Big Learning Made Easy – with Counts!

This post is by Misha Bilenko, Principal Researcher in Microsoft Azure Machine Learning.

This week, Azure ML is launching exciting new capability for training on terabytes of data. It is based on a surprisingly simple yet amazingly robust learning algorithm that is widely used by practitioners, yet receives virtually no dedicated attention in ML literature or courses. At the same time, the algorithm has been mentioned in passing in numerous papers across many fields, dating back to literature on branch prediction in compilers from early 1990s. It is also the workhorse for several multi-billion-dollar applications of ML, such as online advertising and fraud detection. Known under different names – ‘historical statistics’, ‘risk tables’, ‘CTR features’ – it retains the same core technique under the covers of different applications.
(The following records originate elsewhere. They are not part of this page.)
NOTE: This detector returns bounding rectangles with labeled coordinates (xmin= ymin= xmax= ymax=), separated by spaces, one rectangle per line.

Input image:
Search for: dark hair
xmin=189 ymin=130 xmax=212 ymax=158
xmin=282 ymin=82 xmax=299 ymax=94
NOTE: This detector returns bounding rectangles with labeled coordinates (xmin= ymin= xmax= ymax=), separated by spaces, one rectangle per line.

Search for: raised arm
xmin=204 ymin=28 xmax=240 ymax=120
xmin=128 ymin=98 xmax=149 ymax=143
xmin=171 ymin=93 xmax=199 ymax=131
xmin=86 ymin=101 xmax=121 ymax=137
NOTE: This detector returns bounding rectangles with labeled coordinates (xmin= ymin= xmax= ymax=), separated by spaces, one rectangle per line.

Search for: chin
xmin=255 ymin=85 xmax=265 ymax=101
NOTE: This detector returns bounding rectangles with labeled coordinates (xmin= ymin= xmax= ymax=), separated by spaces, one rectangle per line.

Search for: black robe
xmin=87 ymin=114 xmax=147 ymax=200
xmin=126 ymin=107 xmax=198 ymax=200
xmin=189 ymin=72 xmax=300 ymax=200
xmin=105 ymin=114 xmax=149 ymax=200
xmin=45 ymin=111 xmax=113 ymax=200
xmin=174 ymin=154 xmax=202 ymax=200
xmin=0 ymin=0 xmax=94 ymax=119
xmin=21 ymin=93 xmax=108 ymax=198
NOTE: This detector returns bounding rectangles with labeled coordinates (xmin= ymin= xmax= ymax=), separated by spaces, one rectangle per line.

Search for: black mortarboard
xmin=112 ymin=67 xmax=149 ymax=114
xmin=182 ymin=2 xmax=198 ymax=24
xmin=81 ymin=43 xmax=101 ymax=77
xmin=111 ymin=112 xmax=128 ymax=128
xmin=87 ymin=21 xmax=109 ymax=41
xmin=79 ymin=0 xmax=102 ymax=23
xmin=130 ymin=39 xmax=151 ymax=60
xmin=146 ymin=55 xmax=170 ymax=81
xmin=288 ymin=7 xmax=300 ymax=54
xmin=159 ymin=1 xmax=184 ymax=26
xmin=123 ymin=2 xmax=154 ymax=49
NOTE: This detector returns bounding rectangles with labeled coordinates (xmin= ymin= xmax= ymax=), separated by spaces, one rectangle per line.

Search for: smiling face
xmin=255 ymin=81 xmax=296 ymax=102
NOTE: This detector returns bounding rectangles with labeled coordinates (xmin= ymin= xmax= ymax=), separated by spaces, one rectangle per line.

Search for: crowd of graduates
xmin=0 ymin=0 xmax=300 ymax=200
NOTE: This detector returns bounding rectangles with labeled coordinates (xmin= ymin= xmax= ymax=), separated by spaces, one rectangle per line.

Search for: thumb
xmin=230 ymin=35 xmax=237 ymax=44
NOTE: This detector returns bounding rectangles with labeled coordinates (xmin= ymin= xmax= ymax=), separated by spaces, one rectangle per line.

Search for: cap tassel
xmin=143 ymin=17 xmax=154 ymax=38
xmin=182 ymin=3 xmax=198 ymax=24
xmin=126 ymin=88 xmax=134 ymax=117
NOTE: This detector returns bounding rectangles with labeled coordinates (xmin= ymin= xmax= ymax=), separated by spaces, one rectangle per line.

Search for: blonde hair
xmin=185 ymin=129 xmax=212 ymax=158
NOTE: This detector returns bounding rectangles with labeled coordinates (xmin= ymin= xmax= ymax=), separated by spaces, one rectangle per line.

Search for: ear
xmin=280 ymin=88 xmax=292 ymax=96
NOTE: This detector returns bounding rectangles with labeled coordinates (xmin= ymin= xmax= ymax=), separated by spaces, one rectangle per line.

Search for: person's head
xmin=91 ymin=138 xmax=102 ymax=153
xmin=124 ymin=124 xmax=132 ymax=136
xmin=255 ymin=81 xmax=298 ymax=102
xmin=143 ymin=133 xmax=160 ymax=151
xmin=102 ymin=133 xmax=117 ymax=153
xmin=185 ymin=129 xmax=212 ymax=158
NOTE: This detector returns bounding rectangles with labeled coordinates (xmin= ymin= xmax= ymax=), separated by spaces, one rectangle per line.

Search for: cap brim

In this blog post, we introduce the general form of this learning with counts method (which we call ‘Dracula’– to avoid saying “Distributed Robust Algorithm for Count-based Learning” each time, and to honor this children’s classic). We illustrate its use in Azure ML, where it allows learning to scale to terabytes of data with just a few clicks, and summarize the aspects that make it a great choice for practitioners.

In many prediction problems, the most informative data attributes are identities of objects, as they can be directly associated with the historical statistics collected for each object. For example, in click probability prediction for online advertising, key objects are the anonymous user, the ad, and the context (e.g., a query or a webpage). Their identities may be captured by such attributes as the user’s anonymous ID, a machine’s IP, an identifier for the ad or advertiser, and the text or hash for the query or webpage URL.

Identity attributes, as well as their combinations, hold enormous predictive power: e.g. given a user’s historical propensity to react to ads, the likelihood that a given ad is clicked for a particular query, the tendency to click on a certain advertiser’s ads from a particular location etc. While attribute values can be encoded as one-of-many (also known as one-hot) binary features, this results in very high-dimensional representation, which, when training with terabytes of data, practically limits one to use linear models. Although using attribute combinations can mitigate the paucity of linear representation, the resulting high-dimensional parameters remain difficult to interpret or monitor.

An attractive alternative that allows easy inspection of the model is to directly associate each attribute or combination with the likelihoods (or propensities) mentioned above. Computing these conditional probabilities requires aggregating past data in a very simple data structure:  a set of count tables, where each table associates an attribute or combination with its historical counts for each label value. The following figure illustrates two count tables in the online advertising domain:

User

Number of clicks

Number of non-clicks

Alice

7

134

Bob

17

235

Joe

2

274

QueryHash, AdDomain

Number of clicks

Number of non-clicks

598fd4fe, foo.com

8465

28216

50fa3cc0,

bar.org

497

10984

 

 

437a45e1,

qux.net

6

23

These tables allow easily computing click probability for each seen object or combination. In the example in the table above, user Bob clicks on ads 17/(17+235)=6.75% of the time, while users entering query with hash 598fd4fe click on the ad from foo.com a whopping 30% of the time (which will be less surprising until one realizes that 598fd4fe is the hash for query foo – in which case the ad is likely ‘navigational’, providing a shortcut to the most-desired search result for the query). 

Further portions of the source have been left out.